A menor emoção amorosa, de felicidade ou de aborrecimento, me faz chorar. Eu choro com freqüência, muita freqüência e abundantemente. É o enamorado que chora ou é o romântico?
Será talvez uma disposição própria do tipo apaixonado se deixar levar pelo choro? Submetido ao Imaginário, ele faz pouco caso da censura que mantém hoje o adulto longe das lágrimas e pela qual o homem pensa firmar sua virilidade.
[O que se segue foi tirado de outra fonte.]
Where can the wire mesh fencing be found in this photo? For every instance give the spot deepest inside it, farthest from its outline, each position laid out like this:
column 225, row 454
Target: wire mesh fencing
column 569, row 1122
Liberando suas lágrimas, ele segue as ordens do corpo apaixonado, que é um corpo embarcado em expansão líquida : chorar juntos, escorrer juntos: deliciosas lágrimas terminam a leitura que nos faz em comum.
Por que a "sensibilidade" se transformou em dado momento em "pieguice"? As imagens da virilidade se modificam; certa vez, tendo sentido as lágrimas lhe escorrerem docemente pelo rosto, "elas lhe pareceram tão saborosas e tão doces, não só ao coração mas à boca". Adapto minhas maneiras de chorar ao tipo de chantagem que pretendo exercer ao meu redor através das lágrimas.
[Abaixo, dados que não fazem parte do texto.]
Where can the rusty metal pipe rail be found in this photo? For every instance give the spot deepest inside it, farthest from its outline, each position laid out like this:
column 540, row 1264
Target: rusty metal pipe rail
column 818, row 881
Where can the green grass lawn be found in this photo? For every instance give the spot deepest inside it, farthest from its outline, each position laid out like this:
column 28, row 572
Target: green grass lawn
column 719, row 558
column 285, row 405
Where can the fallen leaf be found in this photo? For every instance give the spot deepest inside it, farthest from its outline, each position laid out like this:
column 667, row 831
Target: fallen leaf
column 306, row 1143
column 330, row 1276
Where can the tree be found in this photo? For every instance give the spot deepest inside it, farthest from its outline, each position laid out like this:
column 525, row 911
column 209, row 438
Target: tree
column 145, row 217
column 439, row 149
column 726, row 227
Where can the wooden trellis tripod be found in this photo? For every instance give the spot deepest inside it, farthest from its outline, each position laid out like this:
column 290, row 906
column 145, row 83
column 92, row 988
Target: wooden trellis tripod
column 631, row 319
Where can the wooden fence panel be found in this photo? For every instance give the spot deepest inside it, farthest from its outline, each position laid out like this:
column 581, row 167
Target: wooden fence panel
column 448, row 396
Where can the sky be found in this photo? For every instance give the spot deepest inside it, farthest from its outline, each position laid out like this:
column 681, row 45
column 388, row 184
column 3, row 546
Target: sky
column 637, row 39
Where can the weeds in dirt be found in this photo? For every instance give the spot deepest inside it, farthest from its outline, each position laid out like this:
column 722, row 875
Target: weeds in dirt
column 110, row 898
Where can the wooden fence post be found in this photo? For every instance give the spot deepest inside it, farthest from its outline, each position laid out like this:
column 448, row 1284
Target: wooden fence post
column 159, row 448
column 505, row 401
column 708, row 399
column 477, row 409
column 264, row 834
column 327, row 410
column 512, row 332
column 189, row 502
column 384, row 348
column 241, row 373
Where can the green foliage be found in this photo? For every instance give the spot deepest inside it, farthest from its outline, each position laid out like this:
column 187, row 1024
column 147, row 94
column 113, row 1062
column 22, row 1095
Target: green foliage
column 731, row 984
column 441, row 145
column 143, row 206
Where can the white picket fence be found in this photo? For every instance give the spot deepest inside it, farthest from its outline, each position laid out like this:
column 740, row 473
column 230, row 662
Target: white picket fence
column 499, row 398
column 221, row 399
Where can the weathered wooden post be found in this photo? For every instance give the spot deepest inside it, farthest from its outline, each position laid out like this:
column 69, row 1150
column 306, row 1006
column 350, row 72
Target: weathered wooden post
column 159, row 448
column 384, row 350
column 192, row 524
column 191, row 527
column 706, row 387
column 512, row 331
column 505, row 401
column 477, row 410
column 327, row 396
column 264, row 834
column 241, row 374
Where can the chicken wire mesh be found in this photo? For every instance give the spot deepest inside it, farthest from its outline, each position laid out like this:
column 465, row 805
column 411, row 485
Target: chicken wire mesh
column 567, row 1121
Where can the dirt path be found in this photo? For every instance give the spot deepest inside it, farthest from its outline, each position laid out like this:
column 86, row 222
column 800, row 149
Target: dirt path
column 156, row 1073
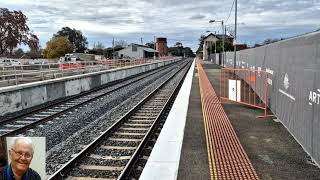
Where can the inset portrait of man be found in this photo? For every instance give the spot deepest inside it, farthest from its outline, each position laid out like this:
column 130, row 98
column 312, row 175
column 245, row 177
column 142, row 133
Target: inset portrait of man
column 21, row 154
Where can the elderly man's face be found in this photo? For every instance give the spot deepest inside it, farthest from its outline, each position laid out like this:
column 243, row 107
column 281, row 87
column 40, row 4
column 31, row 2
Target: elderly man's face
column 21, row 156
Ao chorar, quero impressionar alguém, pressioná-lo ("Veja o que você faz de mim"). (...) as lágrimas são signos e não expressões. Através das minhas lágrimas, conto uma história, produzo um mito da dor, e a partir de então me acomodo: posso viver com ela, porque, ao chorar, me ofereço um interlocutor empático que recolhe a mais "verdadeira" das mensagens, a do meu corpo e não a da minha língua: "Que são as palavras? Uma lágrima diz muito mais".
Talvez seja – e geralmente é – o outro que se quer obrigar desse modo e assumir abertamente sua comiseração ou sua insensibilidade; mas talvez seja também eu mesmo: me faço chorar para me provar que minha dor não é uma ilusão: as lágrimas são signos e não expressões.